Pazartesi Eylül 16, 2024

Hamas[1] -siyonist İsrail devleti denkleminde gazze'deki soykırım:

Açıklanan rakamlar muhtelif olsa da 7.Ekim.2023 ile 30.Mayıs.2024 tarihleri arasında, ezici çoğunluğu çocuk ve kadın olmak üzere, toplamda 36 bin Filistinli hunharca katledilmiş durumda. Yaralı sayısının 80 bini aştığı ve keza binlerce kişinin akıbetlerinin bilinmediği söylenmekte.

Çeşitli haber kaynaklarının aktardığına göre; şimdiye kadar 87 bin konut tamamen yıkılmışken, toplamda 297 bin konut ise kullanılamaz durumdaymış. Keza 189 hükümet binası ile 108 okul ve üniversite yerle bir edilmişken; 313 okul ve üniversite ise kullanılamaz duruma sokulmuş. Keza 160 sağlık kuruluşu, 55 sağlık merkezi, 33 hastane, 130 ambulans ve 206 tarihi ve kültürel varlıkları imha edilmiş. Yani özetle, insanların yaşam alanları, hastane, okul ve adeta tüm üretim tesisleri ve kültürel varlıkları yerle bir edilmiş durumda.

 

Takriben 2 milyon civarında Filistinli de yerinden edilmiş. İnsanlar yiyecek, içecek, ilaç ve diğer temel ihtiyaç maddelerinden mahrum bırakılarak, alenen ölüme terk edilmiş durumda. (Aktarılan rakamlara göre 1 milyon 95 bin bulaşıcı hastalık, 30 binden fazla ‘Hepatit A’ vakası tespit edilmiş ve 350 bin kronik hasta ölüme terk edilmiş.) 

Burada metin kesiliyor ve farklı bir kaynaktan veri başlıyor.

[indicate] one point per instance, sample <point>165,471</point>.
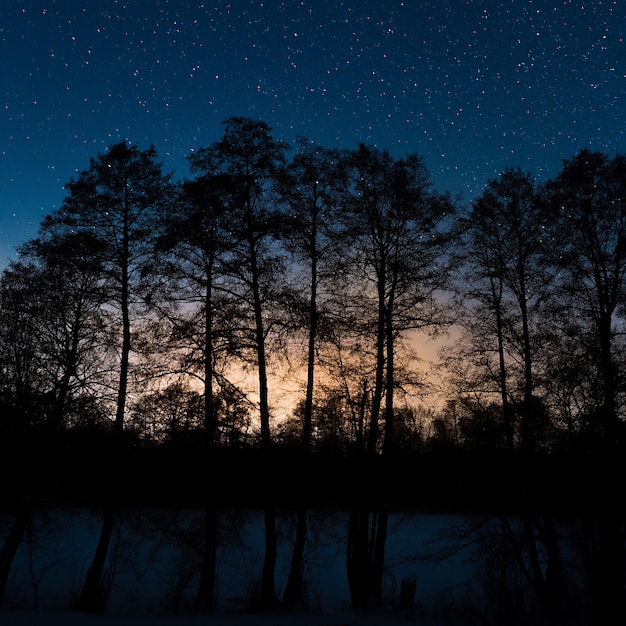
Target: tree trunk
<point>205,595</point>
<point>294,587</point>
<point>206,586</point>
<point>92,597</point>
<point>23,516</point>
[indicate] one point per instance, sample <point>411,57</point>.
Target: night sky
<point>472,86</point>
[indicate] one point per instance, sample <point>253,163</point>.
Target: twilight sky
<point>473,86</point>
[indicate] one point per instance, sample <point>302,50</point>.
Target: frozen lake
<point>155,558</point>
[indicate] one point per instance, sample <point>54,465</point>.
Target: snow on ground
<point>66,618</point>
<point>152,565</point>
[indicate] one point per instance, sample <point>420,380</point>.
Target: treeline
<point>142,302</point>
<point>139,316</point>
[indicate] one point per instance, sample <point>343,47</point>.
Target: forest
<point>250,337</point>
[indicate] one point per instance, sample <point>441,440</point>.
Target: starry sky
<point>473,86</point>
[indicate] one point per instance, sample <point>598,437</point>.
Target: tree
<point>308,188</point>
<point>588,200</point>
<point>505,268</point>
<point>398,225</point>
<point>114,207</point>
<point>249,157</point>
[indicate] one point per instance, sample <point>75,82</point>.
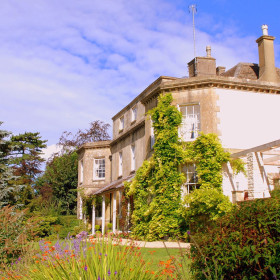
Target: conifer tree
<point>6,172</point>
<point>26,159</point>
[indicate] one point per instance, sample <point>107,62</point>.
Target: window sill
<point>98,179</point>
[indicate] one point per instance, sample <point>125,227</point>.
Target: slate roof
<point>245,71</point>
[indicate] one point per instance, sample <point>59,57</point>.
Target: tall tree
<point>6,172</point>
<point>26,159</point>
<point>97,131</point>
<point>60,180</point>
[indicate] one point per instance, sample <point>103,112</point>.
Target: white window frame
<point>190,127</point>
<point>82,171</point>
<point>133,113</point>
<point>121,124</point>
<point>120,203</point>
<point>132,157</point>
<point>98,209</point>
<point>99,168</point>
<point>191,178</point>
<point>120,164</point>
<point>152,135</point>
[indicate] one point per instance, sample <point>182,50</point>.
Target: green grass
<point>155,255</point>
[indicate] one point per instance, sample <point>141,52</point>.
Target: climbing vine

Ve de bütün bu insanlık dışı şeyler yeterli görülmüyor olmalı ki katliam, yıkım ve geleceksizliğe mahkûm etme esası üzerinden kurgulandığı aşikâr olan soykırım fiili, olanca hızıyla devam ediyor. Nereye ve daha ne kadar devam ettirileceği ve bilançonun nasıl sonuçlanacağını ise; şimdiden kestirmek pek te mümkün gözükmüyor.

Fakat şu kesin ki Gazze’nin Filistin yurdu olmaktan çıkarılarak, bir nevi ilhak edilmesi ve de mümkün olabildiğince kadın ve çocukların imha edilerek; Filistinlilerin soyunun kurutulması hedeflenmektedir.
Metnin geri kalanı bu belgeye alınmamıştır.